Ana Souta refere que, “no que diz respeito às infraestruturas, nas últimas décadas tivemos um avanço muito grande. Mas, de facto, as infraestruturas não se prendem apenas pela parte das estradas e da construção da rodovia. Há toda uma outra rede de apoio que tem de ser considerada”, como os parques de descanso para os motoristas de pesados, que são poucos e, muitas vezes, estão lotados. Além disso, é preciso pensar, ainda, na sustentabilidade. Como afirma a Diretora Geral da ANTRAM, “os veículos pesados são necessários” e a solução para os tornar mais sustentáveis pode passar por “transportar mais com menos”, ou seja, utilizar transportes com maior capacidade de carga.
Paulo Niza afirma que os principais desafios com que se têm deparado na infraestrutura ferroviária estão relacionados com a linha da beira alta do Corredor Atlântico que “vai estar fechada três anos quando inicialmente era para estar fechada 9 meses”. Para o Diretor Comercial da MEDWAY isto “tem um impacto negativo em todos os operadores ferroviários de mercadorias”. No entanto, a expectativa é que a linha esteja a funcionar no início do 2º trimestre de 2025 e que os projetos possam ser retomados.

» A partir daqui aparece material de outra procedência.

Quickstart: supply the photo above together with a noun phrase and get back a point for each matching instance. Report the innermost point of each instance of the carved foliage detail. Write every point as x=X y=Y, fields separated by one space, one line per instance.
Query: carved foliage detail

Já para Vasco Silva, “relativamente à logística dos transportes não vai haver uma solução. Vai haver várias soluções que têm de estar todas agregadas para podermos dar resposta à logística de transporte. E isso tem de ser um trabalho conjunto dos portos, do transporte ferroviário e do transporte rodoviário. Todos nós vamos ser precisos”.
O fórum contou, ainda, com três apresentações: André Sá, Professor do Instituto Politécnico da Guarda, falou sobre a transformação digital da logística e do transporte através do desenvolvimento de gémeos digitais para fabricantes de automóveis. Yolanda Moratilla, Professora da Escola Técnica Superior de Engenharia da Universidade Pontificia de Comillas e investigadora da Cátedra Rafael Mariño de Novas Tecnologias Energéticas deu a conhecer o estudo “Recursos minerais na faixa ocidental da Extremadura”. E, por fim, André Themudo, responsável da Black Rock em Portugal, falou sobre as chaves para investir em infraestrutura sustentável.